WASHINGTON — Cardinal Health's appeal to delay a Drug Enforcement Agency suspension of its license to distribute controlled substances out of its Lakeland, Fla., distribution center was denied Friday by the U.S. Court of Appeals for the District of Columbia Circuit. The ruling lifts a previously granted emergency stay issued by the appellate court earlier this month.
Consequently, Cardinal may not distribute controlled substances out of its Florida distribution center while it appeals the DEA ruling. The wholesaler stated it would continue to meet its customer needs out of other distribution centers, according to reports. Cardinal will resume its appeal of that ruling April 25 with an appellant's brief scheduled before the U.S. appeals court. The DEA will be heard May 25.

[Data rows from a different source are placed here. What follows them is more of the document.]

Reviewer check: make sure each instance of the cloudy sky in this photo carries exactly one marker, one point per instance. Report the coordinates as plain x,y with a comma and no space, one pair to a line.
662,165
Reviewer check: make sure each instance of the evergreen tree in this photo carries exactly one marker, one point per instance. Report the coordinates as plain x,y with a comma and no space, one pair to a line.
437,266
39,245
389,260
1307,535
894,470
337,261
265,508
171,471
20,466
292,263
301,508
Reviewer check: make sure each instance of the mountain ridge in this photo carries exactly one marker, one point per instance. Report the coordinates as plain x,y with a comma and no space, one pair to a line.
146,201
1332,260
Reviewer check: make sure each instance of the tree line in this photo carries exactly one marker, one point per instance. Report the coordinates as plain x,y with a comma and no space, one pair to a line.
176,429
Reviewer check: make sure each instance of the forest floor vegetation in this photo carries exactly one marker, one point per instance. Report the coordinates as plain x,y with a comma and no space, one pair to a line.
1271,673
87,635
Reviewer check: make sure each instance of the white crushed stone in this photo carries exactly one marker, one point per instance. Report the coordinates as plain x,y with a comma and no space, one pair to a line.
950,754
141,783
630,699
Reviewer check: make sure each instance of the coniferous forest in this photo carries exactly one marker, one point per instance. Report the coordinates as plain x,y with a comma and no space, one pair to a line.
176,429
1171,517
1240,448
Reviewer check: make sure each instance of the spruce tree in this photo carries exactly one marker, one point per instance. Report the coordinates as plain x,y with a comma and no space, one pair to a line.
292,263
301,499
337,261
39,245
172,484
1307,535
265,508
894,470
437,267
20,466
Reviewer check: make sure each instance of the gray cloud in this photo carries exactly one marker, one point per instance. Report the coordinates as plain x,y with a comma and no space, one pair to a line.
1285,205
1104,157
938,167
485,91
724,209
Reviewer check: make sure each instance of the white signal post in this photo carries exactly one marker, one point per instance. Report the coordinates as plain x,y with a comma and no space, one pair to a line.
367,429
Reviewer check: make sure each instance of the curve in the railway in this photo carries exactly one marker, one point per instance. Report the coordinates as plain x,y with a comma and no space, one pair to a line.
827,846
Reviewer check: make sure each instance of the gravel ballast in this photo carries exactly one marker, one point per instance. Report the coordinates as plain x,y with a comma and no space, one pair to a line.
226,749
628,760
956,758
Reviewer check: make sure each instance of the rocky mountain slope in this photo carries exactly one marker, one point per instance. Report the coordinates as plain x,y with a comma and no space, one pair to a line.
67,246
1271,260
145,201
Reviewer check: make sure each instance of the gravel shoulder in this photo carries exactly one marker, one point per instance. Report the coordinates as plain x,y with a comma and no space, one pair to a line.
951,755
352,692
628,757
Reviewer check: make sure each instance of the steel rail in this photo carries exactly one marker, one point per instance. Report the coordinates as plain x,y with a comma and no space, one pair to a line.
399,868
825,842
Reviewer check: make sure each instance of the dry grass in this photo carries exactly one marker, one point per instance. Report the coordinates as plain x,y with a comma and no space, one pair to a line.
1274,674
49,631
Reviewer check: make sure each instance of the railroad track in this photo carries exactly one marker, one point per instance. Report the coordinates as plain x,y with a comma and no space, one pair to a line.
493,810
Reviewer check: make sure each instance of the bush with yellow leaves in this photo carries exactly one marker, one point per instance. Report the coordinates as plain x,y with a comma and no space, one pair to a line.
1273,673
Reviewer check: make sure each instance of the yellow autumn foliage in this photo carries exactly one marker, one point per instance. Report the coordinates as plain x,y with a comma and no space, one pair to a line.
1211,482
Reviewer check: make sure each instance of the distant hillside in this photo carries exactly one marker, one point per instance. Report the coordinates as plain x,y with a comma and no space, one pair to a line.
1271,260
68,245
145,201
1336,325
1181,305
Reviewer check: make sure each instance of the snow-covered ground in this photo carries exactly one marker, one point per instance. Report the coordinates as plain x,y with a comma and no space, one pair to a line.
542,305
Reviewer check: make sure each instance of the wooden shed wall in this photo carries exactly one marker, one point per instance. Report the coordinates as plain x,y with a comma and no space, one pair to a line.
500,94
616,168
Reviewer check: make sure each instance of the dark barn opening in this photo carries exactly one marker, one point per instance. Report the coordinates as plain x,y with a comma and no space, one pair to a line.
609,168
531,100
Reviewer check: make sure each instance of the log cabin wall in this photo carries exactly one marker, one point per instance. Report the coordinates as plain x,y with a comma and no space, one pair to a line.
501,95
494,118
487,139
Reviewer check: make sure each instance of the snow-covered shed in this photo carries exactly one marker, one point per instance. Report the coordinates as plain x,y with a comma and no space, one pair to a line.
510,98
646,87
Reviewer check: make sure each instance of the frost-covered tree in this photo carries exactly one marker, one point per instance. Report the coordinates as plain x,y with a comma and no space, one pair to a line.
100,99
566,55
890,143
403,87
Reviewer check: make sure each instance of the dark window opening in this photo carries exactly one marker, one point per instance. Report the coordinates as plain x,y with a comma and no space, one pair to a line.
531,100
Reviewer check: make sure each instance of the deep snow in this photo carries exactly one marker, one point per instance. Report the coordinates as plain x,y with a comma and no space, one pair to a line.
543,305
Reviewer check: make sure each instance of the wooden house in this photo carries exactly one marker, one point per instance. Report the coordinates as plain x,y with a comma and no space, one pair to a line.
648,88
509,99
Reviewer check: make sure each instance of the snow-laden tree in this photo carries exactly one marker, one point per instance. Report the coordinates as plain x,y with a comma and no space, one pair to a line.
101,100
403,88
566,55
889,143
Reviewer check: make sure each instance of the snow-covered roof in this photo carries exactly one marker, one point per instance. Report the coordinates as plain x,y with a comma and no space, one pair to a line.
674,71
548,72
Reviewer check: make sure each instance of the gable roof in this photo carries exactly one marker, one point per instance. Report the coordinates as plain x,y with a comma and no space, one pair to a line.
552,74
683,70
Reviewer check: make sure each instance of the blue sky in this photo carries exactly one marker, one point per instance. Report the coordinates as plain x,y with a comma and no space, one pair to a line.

The DEA alleges that 4-of-the-2,500 retail pharmacies served by the Florida distribution center serves had illegally dispensed prescriptions for controlled substances and that Cardinal had failed to ensure that the drugs were not diverted.
Separately, an administrative hearing on Cardinal's Lakeland, Fla., license is scheduled to begin at the DEA April 3, according to published reports. That process could take more than a year, however.
The D.C. appeals court also denied a motion from the Healthcare Distribution Management Association to file an amicus curiae brief in support of Cardinal Health, according to court records, stating that "neither the federal nor the D.C. circuit rules provide for amici to file or respond to motions."